Rambutan: Recipes from Sri Lanka, a cookbook cum memoir by Cynthia Shanmugalingam, is filled with mouth-watering recipes for every meal of the day as well as party snacks and drinks. The recipes are a mix of traditional and modern and more than half of them are vegan. It is a wonderful introduction to one of the world’s most unsung cuisines. Her stories, honest, humorous and some deeply moving and tragic made me laugh out loud and cry in turn.

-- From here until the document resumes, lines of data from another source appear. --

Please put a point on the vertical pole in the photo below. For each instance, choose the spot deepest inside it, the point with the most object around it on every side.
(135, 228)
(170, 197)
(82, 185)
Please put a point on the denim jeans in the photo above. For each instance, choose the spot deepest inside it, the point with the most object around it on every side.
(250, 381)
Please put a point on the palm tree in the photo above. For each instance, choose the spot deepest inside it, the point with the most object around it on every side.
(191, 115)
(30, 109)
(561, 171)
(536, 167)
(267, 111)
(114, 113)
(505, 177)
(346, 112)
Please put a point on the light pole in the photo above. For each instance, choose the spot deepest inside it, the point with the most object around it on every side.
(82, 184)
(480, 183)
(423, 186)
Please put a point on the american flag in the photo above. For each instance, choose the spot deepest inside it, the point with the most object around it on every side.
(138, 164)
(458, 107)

'I have not shied away from the country’s often painful history of war, colonial oppression, slavery, spice trading, poverty, and proselytising in these pages.These chapters too, are part of the story of our food. Rather than dimming the ingenuity and creativity of the island’s cooks, in successive generations our ancestors created Sri Lanka’s culinary songbook.’


The evocative photographs in her book transported me back in time to a fortnight I spent in Sri Lanka, in Thalpitya village, tasked with photographing the six new homes which the North Shore City Council had fundraised for after the catastrophic Boxing Day Tsunami (2004). I was booked into a small military beach front resort. A civil war was still raging. There were weddings as well as all night rowdy parties before the young soldiers went off to fight. A civil war as well as a natural disaster! It brought the reality of Sri Lanka’s painful history home to me in a very tangible way. And yet they were embracing life, eating, and drinking together, and making time to celebrate.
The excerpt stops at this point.